Burnout is defined as exhaustion of physical or emotional strength or motivation usually as a result of prolonged stress or frustration. Signs of burnout include, but are not limited to:
- Dread of going to work, and wanting to leave once you’re there.
- Low energy and little interest at work.
- Feelings of emptiness.
- Headaches, illness or backache.
- Easily irritated by employees or clients.
- Thinking that your work has no meaning.
- Trouble sleeping.
If left unchecked, chronic stress can result in mental health problems, including depression and anxiety; cardiovascular disease, such as heart disease, high blood pressure, heart attacks, and stroke; obesity and other eating disorders; and more. Fortunately, there is a light at the end of the stress tunnel and ways any small business owner can battle burnout, including the following three.
No. 1: Get adequate sleep. Sleep deprivation can damage your mental health. It also weakens the immune system and stamina. Numerous studies have proven that getting adequate sleep is essential to health and happiness. Despite the long hours you put in to keeping your small business afloat, you must get 7-8 hours of sleep a night to keep yourself going. Try to also work in a nap during work hours. If one’s mind and body are rested, they can get more done in less time and perform at an enhanced level.
No. 2: Exercise regularly. Regular exercise not only reduces but prevents burnout. It alleviates stress and creates a sense of well-being. Furthermore, exercise increases energy and productivity, which will help you better manage that seemingly overwhelming workload, as well as help you get a good night’s sleep. Commit to a regular workout schedule, and try teaming up with your employees to work out and hold each other accountable.

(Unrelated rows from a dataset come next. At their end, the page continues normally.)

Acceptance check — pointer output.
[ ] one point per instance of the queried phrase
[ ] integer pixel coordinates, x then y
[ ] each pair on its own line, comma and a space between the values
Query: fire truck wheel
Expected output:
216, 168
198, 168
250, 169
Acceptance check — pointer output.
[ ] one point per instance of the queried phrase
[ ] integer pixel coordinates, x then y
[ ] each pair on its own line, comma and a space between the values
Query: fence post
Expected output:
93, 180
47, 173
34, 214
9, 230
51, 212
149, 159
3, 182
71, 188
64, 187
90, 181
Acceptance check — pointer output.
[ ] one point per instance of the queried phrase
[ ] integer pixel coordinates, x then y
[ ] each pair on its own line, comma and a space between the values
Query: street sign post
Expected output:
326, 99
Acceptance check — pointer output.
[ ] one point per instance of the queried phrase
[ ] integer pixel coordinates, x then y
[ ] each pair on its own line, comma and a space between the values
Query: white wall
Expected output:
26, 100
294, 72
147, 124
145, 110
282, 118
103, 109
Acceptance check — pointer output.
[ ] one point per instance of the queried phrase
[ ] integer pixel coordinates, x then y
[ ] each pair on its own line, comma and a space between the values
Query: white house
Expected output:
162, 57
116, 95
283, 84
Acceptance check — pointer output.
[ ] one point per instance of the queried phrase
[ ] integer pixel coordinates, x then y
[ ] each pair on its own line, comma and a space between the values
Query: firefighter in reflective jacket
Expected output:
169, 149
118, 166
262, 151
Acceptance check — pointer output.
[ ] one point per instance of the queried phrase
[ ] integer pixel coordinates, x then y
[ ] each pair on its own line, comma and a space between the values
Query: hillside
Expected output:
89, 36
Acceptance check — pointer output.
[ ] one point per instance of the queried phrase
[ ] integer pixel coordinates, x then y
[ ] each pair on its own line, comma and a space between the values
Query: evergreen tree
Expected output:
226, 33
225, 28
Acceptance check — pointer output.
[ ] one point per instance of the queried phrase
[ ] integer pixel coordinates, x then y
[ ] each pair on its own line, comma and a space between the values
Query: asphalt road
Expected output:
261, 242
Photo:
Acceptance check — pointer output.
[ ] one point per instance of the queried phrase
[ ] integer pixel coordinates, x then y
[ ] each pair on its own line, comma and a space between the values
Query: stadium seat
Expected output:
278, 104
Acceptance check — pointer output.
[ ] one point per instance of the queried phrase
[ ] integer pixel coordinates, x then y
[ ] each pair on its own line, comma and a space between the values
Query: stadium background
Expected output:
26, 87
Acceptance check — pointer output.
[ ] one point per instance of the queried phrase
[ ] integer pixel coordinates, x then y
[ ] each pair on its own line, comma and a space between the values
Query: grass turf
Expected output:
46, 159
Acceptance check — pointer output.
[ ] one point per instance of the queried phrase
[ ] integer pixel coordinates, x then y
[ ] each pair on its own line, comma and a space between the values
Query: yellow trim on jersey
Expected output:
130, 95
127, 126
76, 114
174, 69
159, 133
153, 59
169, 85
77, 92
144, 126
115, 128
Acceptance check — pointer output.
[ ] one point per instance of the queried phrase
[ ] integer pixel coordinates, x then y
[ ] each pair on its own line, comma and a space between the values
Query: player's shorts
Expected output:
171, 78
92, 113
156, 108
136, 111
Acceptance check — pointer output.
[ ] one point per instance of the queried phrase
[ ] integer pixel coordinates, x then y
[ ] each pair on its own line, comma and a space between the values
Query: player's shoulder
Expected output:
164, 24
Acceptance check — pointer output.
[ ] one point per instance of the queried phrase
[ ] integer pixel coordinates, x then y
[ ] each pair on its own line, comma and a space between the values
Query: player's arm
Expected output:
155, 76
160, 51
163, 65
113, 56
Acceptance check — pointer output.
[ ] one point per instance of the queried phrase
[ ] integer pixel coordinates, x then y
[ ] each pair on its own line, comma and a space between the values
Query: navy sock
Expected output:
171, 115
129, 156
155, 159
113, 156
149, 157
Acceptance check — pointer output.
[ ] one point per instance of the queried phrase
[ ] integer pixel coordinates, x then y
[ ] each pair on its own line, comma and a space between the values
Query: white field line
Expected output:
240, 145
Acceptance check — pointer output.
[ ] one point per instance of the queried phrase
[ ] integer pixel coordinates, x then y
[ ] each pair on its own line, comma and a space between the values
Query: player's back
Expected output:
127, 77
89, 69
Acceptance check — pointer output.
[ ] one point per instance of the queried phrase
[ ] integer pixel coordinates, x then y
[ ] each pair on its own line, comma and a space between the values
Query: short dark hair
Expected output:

No. 3: Mindfully manage stress. Chances are you’ve heard the word “mindfulness” a lot lately. But what is it, and how can it help with burnout? Simply put, mindfulness is being fully present, aware of where you are and what you are doing and not overly reactive or overwhelmed by your thoughts and what’s going on around you. Mindfulness leads to a reduction in stress, as well as mood improvement and self-compassion. For more information on mindfulness exercises you can try right now, please visit https://www.pocketmindfulness.com/6-mindfulness-exercises-you-can-try-today/.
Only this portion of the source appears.